Walmart’s fresh food makeover in recent years has seen the addition of more organic produce and locally grown foods, new relationships with farmers and supply chain enhancements that have reduced shipping times, resulting in fresh produce that lasts longer in consumer’s homes after purchase, the company said. These changes were initially showcased in “Fresh Angle” layouts that will receive enhancements as part of the 2.0 makeover.

The renovations will incorporate new lower-profile bins allowing customers to see everything available in the department when they walk into the store, Redfield said. “We’re using colorful, abundantly filled displays to highlight freshness and the quality of our items—for example, large bins of ripe red tomatoes and sizable displays of seasonal items like squash and pumpkins.”

The new bins will also allow for shoppers to pick from multiple sides, making shopper faster and easier, while more space between the fixtures could ease congestion from carts.
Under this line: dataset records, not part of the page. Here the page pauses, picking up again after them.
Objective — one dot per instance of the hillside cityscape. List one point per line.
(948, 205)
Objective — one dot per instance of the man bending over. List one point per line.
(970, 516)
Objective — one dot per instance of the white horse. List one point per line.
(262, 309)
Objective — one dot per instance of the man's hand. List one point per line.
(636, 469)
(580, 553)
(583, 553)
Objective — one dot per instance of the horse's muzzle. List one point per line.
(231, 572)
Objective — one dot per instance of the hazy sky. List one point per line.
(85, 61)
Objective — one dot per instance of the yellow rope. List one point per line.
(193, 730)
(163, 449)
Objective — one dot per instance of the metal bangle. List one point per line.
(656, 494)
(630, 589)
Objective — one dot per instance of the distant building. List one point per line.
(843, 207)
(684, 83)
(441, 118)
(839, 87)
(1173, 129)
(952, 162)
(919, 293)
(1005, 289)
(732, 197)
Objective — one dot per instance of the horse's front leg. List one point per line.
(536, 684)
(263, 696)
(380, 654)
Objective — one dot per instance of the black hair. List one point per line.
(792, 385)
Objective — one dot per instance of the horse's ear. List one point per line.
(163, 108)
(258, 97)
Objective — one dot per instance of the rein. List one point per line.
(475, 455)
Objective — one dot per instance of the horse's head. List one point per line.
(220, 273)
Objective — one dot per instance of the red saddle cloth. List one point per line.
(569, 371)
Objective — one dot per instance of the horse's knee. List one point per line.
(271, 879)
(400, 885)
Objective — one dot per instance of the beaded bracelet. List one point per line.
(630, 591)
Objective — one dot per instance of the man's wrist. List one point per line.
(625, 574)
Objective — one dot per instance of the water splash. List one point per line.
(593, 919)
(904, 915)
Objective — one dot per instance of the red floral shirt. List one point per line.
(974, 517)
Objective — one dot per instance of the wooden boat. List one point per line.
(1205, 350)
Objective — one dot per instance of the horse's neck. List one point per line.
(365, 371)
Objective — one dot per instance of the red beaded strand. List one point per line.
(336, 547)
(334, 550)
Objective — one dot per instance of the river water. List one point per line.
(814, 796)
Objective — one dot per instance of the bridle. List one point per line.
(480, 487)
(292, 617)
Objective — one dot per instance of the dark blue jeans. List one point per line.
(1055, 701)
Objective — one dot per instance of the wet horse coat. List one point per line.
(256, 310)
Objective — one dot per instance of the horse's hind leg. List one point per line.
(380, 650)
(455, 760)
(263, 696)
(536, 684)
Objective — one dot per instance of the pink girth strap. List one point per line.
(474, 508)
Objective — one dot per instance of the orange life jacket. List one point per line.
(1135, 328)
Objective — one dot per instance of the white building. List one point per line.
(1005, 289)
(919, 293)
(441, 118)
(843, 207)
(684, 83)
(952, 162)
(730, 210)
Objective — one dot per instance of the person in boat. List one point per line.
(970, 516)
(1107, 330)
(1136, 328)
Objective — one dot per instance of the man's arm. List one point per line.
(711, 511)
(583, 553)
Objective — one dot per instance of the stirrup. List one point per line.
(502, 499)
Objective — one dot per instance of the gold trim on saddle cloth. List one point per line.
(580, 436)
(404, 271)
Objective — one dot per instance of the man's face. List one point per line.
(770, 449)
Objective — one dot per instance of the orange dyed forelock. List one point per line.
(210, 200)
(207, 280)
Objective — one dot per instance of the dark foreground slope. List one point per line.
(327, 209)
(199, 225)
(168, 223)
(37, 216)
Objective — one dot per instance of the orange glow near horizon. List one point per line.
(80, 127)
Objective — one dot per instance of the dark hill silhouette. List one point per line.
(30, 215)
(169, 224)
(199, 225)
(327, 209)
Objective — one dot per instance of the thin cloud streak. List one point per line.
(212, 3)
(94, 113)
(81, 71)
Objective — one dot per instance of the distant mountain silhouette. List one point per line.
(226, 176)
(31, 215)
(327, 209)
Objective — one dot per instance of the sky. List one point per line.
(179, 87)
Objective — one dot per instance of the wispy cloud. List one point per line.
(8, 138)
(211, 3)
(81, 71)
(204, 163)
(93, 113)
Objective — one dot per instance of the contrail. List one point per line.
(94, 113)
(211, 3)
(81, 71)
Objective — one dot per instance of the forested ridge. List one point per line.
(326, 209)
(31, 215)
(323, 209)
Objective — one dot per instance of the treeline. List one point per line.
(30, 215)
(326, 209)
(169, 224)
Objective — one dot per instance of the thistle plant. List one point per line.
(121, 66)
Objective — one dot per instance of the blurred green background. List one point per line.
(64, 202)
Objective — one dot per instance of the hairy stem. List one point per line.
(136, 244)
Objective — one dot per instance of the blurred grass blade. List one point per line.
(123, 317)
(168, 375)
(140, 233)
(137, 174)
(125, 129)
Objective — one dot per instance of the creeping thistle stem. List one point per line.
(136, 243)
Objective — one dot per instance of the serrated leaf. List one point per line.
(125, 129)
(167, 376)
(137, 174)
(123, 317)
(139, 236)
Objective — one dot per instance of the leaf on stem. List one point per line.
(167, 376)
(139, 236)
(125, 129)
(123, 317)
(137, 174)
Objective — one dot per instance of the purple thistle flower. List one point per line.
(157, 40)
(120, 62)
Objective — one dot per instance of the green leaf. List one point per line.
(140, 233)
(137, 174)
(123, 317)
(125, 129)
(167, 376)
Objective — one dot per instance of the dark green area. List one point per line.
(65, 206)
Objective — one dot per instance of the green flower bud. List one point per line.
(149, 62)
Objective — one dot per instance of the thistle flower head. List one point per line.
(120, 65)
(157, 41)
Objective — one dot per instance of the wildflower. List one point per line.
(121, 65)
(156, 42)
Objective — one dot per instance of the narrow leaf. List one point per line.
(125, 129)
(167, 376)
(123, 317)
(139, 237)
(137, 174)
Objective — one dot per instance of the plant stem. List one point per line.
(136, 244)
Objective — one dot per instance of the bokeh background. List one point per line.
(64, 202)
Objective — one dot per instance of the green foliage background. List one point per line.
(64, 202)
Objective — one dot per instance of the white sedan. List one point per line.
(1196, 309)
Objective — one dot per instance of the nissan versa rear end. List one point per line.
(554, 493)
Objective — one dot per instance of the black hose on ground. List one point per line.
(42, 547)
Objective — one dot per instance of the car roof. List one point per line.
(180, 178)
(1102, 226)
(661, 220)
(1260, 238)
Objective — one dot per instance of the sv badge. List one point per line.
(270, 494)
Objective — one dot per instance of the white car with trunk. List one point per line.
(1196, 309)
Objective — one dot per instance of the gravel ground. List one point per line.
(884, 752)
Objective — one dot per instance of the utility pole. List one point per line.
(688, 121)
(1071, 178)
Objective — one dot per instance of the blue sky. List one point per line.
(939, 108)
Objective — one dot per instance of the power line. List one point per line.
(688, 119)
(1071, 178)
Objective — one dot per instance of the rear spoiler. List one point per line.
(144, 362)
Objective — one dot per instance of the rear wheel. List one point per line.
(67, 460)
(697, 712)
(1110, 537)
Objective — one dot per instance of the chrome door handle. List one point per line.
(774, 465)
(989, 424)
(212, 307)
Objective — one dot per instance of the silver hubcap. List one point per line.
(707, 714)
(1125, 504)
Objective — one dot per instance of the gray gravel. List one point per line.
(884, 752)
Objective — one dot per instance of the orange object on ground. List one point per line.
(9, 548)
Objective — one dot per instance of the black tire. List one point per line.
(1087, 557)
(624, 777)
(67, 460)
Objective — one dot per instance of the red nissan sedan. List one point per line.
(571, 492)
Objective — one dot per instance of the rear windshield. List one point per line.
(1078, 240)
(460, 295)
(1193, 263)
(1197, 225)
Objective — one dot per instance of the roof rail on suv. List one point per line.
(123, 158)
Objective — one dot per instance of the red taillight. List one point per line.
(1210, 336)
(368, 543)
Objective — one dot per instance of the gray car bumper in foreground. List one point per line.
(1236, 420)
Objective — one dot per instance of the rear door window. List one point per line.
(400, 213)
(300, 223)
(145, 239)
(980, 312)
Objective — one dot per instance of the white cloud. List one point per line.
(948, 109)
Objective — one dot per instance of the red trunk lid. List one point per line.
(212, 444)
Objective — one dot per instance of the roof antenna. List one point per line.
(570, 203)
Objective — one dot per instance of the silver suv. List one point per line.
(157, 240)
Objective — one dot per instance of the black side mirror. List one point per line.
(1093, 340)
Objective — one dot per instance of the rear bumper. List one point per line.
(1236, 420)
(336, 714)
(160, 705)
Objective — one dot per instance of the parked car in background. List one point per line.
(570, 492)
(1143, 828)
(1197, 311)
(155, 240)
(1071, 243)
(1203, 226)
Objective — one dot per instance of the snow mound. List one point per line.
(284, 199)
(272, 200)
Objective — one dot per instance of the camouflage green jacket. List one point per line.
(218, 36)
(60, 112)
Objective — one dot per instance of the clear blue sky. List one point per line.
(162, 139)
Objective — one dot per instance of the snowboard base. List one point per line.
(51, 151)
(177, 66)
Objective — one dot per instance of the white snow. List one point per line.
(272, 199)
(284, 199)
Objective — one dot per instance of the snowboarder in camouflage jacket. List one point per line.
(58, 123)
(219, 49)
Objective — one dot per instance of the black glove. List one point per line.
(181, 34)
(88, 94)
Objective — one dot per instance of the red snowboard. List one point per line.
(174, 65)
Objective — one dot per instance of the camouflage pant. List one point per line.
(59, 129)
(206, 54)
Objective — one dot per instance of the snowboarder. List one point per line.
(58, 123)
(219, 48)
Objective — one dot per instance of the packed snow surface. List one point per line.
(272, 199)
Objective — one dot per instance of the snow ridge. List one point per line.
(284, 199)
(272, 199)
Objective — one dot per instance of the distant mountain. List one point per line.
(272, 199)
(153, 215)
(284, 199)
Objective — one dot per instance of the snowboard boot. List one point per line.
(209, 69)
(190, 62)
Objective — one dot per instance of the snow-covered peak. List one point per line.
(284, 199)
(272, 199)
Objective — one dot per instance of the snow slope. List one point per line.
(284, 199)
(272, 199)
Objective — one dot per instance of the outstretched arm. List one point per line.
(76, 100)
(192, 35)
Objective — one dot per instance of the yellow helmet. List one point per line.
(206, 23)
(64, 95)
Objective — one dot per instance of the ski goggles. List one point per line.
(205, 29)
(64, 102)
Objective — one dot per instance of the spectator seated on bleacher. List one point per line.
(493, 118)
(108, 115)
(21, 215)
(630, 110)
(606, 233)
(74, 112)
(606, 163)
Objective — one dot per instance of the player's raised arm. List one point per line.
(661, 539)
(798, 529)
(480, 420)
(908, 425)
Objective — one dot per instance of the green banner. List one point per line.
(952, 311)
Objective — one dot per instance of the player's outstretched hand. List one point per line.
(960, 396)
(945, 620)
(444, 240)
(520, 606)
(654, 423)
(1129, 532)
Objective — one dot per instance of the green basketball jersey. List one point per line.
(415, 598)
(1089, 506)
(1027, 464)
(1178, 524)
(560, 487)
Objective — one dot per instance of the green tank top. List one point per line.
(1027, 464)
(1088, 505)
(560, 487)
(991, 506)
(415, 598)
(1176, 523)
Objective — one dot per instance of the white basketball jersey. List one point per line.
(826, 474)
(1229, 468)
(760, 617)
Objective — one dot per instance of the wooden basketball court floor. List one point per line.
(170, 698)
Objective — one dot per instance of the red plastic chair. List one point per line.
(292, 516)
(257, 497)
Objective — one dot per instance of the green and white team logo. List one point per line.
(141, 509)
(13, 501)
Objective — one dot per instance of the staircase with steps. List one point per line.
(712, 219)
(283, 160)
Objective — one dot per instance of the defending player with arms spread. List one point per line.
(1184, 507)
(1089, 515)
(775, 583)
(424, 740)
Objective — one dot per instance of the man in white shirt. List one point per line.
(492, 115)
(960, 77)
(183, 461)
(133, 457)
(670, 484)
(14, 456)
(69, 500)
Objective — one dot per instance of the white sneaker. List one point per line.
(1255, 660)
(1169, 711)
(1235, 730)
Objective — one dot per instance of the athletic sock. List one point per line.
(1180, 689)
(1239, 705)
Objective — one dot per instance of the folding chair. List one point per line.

Other changes include consolidating organic produce into one area of the department so customers who want organic items can enjoy one-stop shopping.

New “large and bright” pricing signs will call attention to prices—and remind shoppers that the changes will not have come at a price at the register.

In addition to improving the shopping experience, the changes will make it easier for associates to work in the department, Redfield said. “Our new format simplifies workloads, making it easier for our associates to stock produce. This way, they can refocus their time on serving customers.”